Mr. Holtz-Eakin. I can say that we always are careful to
make sure that if there is new evidence that would cause us to
change our estimate, we would do that. If we have made some
mistake or provided poor guidance to Congress, we, of course,
would change our estimate. I don't know that we are in that
position yet. We don't understand these numbers and at the
moment I don't have a plan of that sort.
Senator Leahy. The reason I mention this, Doctor, is if--
and the one thing you should never try to predict are Senate
schedules.
Mr. Holtz-Eakin. There are lots of things I don't want to
predict.
Senator Leahy. I would like to be able to predict the
lottery numbers. But after 31 years here, I have given up
trying to predict it. The one prediction I was able to safely
make is when it was announced with great fanfare this year that
the House and Senate would recess in early October, I knew that
would never happen. Now, I am thinking that there is an outside
chance we will get out of here by Christmas Eve, but I am
doubting it.
But assuming they keep to their projections, sometime after
the Alito debate we will have this bill on the floor. That
certainly is what Senator Specter and I hope. If there is going
to be a reevaluation, I would urge that you get it done between
now and then because we will rely on CBO numbers.
Mr. Holtz-Eakin. Well, we will certainly continue to work
with the Committee and provide you what you need.
Senator Leahy. That is basically what I mean--
Mr. Holtz-Eakin. Sure.
Senator Leahy [continuing]. Just as long as the door
doesn't close as of today.
Mr. Holtz-Eakin. The door is not closed, sir.
Senator Leahy. Great. Thank you, Doctor. Thank you, Mr.
Chairman.
Chairman Specter. Thank you very much, Senator Leahy.
Under the early bird rule, Senator Coburn.
Senator Coburn. I wonder if you all read the additional
views of the other Senators on the Committee before you
attempted to define the costs of this trust fund.
Mr. Holtz-Eakin. We have attended many of the meetings at
which--
Senator Coburn. That isn't what I asked you. I said did you
read the additional views that were submitted by myself and
Senators Grassley, Kyl and Cornyn.
Mr. Holtz-Eakin. Yes, as we were doing the estimates.
Senator Coburn.

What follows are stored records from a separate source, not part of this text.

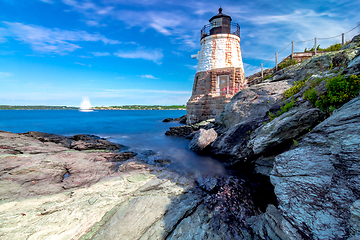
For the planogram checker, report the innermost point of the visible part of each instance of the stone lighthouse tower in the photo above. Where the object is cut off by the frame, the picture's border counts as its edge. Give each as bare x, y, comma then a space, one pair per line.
220, 71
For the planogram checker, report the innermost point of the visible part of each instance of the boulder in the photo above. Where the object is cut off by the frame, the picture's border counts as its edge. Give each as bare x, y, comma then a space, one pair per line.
168, 120
252, 103
231, 146
317, 182
202, 139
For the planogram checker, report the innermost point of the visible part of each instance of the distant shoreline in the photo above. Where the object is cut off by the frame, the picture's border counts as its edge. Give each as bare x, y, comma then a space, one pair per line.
130, 107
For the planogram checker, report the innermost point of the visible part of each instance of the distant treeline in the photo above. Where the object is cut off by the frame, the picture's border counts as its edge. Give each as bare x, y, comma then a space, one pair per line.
144, 107
9, 107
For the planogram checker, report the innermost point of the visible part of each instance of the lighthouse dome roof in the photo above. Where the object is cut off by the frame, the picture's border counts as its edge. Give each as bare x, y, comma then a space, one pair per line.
220, 15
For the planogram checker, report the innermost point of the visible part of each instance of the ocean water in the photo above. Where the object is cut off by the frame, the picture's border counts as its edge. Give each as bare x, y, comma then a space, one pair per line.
140, 130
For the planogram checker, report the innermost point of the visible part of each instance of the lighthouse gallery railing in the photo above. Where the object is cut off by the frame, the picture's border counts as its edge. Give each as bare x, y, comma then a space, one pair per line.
234, 29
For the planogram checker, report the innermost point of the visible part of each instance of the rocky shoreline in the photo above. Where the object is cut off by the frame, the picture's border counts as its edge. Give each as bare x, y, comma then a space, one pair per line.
84, 187
288, 129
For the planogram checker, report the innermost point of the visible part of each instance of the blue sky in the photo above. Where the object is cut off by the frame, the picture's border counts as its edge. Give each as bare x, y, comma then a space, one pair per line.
118, 52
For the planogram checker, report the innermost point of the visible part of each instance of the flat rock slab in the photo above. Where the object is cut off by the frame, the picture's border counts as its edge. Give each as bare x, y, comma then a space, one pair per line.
121, 207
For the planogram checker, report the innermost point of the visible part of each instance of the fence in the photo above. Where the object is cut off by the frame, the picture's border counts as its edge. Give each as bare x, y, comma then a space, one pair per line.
292, 49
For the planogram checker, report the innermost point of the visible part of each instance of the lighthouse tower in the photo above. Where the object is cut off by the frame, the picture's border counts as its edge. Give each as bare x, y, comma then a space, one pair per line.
220, 71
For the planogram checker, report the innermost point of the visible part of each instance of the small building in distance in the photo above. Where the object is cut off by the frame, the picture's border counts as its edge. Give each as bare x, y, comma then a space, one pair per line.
220, 72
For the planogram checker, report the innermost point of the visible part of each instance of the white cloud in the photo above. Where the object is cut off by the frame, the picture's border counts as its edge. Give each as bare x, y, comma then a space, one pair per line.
5, 74
47, 1
100, 54
132, 91
54, 40
152, 55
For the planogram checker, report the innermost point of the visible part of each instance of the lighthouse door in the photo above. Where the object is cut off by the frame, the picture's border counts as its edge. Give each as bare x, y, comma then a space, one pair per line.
223, 85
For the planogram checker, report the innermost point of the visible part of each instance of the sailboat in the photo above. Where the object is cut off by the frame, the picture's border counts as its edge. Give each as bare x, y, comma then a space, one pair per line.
85, 105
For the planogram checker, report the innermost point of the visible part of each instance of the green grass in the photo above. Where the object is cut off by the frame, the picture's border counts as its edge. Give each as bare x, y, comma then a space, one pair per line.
268, 76
283, 109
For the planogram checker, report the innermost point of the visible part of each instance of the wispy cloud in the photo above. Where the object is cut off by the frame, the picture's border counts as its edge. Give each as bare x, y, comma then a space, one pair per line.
148, 76
101, 54
146, 91
5, 74
155, 55
53, 40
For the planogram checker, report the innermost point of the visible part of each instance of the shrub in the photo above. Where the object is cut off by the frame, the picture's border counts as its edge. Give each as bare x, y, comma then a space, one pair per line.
311, 95
268, 76
334, 47
286, 107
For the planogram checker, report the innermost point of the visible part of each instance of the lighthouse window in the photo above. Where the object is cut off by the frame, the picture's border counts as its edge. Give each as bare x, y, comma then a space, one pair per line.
217, 22
223, 85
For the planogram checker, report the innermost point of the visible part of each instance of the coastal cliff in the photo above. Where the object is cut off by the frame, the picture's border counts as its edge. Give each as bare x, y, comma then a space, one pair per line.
292, 142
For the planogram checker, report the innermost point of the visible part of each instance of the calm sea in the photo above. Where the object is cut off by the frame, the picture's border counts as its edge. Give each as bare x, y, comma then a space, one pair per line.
140, 130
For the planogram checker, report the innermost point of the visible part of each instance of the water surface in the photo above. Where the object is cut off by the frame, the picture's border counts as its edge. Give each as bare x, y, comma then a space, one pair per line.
138, 129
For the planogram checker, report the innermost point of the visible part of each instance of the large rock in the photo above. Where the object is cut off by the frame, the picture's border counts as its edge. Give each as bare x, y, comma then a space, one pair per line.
50, 192
32, 168
318, 182
202, 139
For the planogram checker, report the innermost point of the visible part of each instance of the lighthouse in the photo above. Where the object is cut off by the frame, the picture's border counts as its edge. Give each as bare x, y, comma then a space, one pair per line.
220, 72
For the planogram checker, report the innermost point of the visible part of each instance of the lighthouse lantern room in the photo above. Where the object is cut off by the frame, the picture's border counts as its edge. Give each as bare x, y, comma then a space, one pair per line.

Then you will be familiar with the concerns
that were in there in terms of the anecdotal and case control,
but lack of cohort studies associated with Level VIs and Level
VIIs. Are you familiar with that?
Mr. Holtz-Eakin. I am not intimately familiar, but the
staff has studied this.
Senator Coburn. Is the assumption that you all made on
Level VIs and Level VIIs the same as the assumptions that are
made in the bill, disregarding what the other additional views
were in terms of the medical criteria associated with Level VI
and Level VII?
Mr. Holtz-Eakin. I am not sure what the question is.
Senator Coburn. Well, the question is are the assumptions
that you made on Level VI and Level VII based on the medical
criteria in the bill, based on you see a certain number of
people achieving that.
Mr. Holtz-Eakin. Yes.
Senator Coburn. And you did not take into consideration any
of the concerns that were raised by the other additional views
of the Senators on this Committee with regard to the looseness
of the medical criteria associated with that?
Mr. Holtz-Eakin. Well, I don't think that is exactly how we
put together the estimate. We certainly knew the concerns and
they are one piece of the evidence that went into putting
together our estimate, but we also went to the other studies in
the area. We have met with the experts--
Senator Coburn. Well, they did the same thing. They looked
at only the medical criteria and the testimony, rather than the
additional views. The concern I have is the accuracy of the
CBO. And Senator Leahy put it right; you have got a tough job.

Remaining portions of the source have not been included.